Garnet Hertz (born 1973) is a Canadian artist, designer and academic.[1] Hertz is Canada Research Chair in Design and Media Art and is known for his electronic artworks and for his research in the areas of critical making and DIY culture.[2][3]
Work
Hertz is known for robotic artworks that are a synthesis of living insects and electronic machinery. His Cockroach Controlled Mobile Robot (2007) uses a giant Madagascan cockroach to control a robot that moves through the gallery space.[4][5][6][7] In his 2001 work Fly with Implanted Web Server, viewers of a specific URL browsed web pages served from inside a biological organism.[8][9]
Several of his works involve the repurposing of obsolete media technologies.[10][11] His work OutRun turned an arcade video game cabinet into a street-driveable vehicle.[12][13] As the vehicle is driven, it converts the a camera view of the real street into an 8-bit video screen view that the driver uses to navigate.[14][15][16]
Hertz's publishing works are generally focused on alternative electronic culture in design and art, and include a 10-booklet zine series titled Critical Making,[17] a booklet titled Disobedient Electronics,[18] and a media archaeology book titled A Collection of Many Problems.[19]
With Jussi Parikka, Hertz co-authored a paper entitled "Zombie Media: Circuit Bending Media Archaeology into an Art Method," which was nominated for the 2011 TransmedialeVilem Flussermedia theory award.[20]
He is also author of the academic monograph titled Art + DIY Electronics by MIT Press in the Leonardo series in 2023.[21] The project is described by curator Tina Rivers Ryan as follows: "In this groundbreaking study, Hertz argues that the DIYelectronic artists who 'kludge' their own technologies constitute an important artistic countercultural practice that is an urgent response to the escalating failures of our technological infrastructures."[22]
In 2024, Hertz taught a university course at Emily Carr University titled "How To Appreciate Graffiti". The course featured several guests, including Smokey D, a well-respected Vancouver graffiti artist.[23]

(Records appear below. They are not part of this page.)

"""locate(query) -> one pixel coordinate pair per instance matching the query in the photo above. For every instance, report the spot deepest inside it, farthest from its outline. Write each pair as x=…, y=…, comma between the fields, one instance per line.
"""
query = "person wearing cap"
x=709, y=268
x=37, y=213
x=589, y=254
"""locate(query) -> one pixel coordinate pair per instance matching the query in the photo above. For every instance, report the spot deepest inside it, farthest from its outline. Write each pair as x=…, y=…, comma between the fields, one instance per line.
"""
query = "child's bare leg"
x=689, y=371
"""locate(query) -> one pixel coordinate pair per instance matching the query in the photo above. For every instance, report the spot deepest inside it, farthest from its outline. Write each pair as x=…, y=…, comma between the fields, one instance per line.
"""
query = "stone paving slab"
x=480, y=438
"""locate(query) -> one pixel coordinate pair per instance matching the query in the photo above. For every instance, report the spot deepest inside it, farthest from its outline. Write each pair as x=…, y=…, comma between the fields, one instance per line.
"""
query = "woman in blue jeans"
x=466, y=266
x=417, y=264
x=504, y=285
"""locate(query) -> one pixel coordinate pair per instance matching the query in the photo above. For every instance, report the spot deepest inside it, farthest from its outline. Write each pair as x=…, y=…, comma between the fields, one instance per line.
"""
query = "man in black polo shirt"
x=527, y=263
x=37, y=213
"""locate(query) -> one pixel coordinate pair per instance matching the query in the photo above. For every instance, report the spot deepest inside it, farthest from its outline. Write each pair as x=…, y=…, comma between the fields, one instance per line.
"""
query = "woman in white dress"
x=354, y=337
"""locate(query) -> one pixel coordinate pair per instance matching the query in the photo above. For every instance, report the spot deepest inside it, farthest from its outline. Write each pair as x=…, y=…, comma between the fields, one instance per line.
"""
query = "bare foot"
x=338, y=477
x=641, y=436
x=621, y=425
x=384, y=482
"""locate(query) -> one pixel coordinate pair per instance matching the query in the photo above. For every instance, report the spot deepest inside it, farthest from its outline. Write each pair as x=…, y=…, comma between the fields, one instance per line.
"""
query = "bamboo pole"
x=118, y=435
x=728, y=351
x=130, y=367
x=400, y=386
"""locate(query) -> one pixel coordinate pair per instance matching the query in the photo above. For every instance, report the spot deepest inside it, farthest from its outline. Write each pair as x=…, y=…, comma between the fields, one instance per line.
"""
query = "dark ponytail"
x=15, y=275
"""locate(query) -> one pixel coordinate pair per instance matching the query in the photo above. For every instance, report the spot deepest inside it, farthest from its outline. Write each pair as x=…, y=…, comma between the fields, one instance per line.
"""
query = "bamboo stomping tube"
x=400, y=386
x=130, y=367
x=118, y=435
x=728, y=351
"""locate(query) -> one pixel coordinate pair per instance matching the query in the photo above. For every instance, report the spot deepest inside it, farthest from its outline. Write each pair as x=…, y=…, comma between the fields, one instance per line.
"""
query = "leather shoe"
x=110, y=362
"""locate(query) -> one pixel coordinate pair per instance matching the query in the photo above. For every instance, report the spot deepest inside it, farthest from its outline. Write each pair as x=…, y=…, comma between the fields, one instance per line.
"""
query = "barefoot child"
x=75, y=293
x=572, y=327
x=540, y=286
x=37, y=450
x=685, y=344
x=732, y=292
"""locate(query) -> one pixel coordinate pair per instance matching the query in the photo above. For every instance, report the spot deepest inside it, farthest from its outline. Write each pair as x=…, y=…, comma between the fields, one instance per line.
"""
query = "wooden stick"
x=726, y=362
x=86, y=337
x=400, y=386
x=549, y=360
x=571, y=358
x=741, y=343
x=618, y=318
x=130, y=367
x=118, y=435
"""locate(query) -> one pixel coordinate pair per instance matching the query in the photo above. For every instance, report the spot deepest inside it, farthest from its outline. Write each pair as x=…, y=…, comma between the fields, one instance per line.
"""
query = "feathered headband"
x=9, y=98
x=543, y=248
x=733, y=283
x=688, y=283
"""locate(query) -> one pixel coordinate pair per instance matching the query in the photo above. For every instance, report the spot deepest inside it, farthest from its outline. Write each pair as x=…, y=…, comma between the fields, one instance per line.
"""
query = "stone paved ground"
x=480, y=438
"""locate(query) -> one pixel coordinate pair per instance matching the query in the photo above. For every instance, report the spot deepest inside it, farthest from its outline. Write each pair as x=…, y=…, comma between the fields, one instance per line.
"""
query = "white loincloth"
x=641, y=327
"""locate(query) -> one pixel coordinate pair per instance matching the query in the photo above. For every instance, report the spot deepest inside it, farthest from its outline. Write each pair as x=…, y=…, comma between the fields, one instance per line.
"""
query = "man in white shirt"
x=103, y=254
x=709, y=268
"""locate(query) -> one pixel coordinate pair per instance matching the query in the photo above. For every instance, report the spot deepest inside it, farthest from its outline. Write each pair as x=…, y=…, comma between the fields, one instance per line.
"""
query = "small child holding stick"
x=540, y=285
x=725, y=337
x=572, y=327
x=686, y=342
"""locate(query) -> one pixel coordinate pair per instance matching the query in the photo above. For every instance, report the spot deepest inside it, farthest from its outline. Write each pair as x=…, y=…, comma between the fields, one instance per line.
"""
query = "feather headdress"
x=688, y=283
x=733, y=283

In 2003, Hertz won a Canada-U.S. Fulbright Award to pursue graduate studies at the University of California Irvine in an interdisciplinary program in art, computer science and engineering.[26] In 2008, Hertz won the Oscar Signorini prize for robotic art.[27] In 2013, Hertz was awarded a Canada Research Chair as Canada Research Chair in Design and Media Arts.[28] In 2019, Hertz was awarded a second term as Canada Research Chair as Canada Research Chair in Design and Media Arts.[29]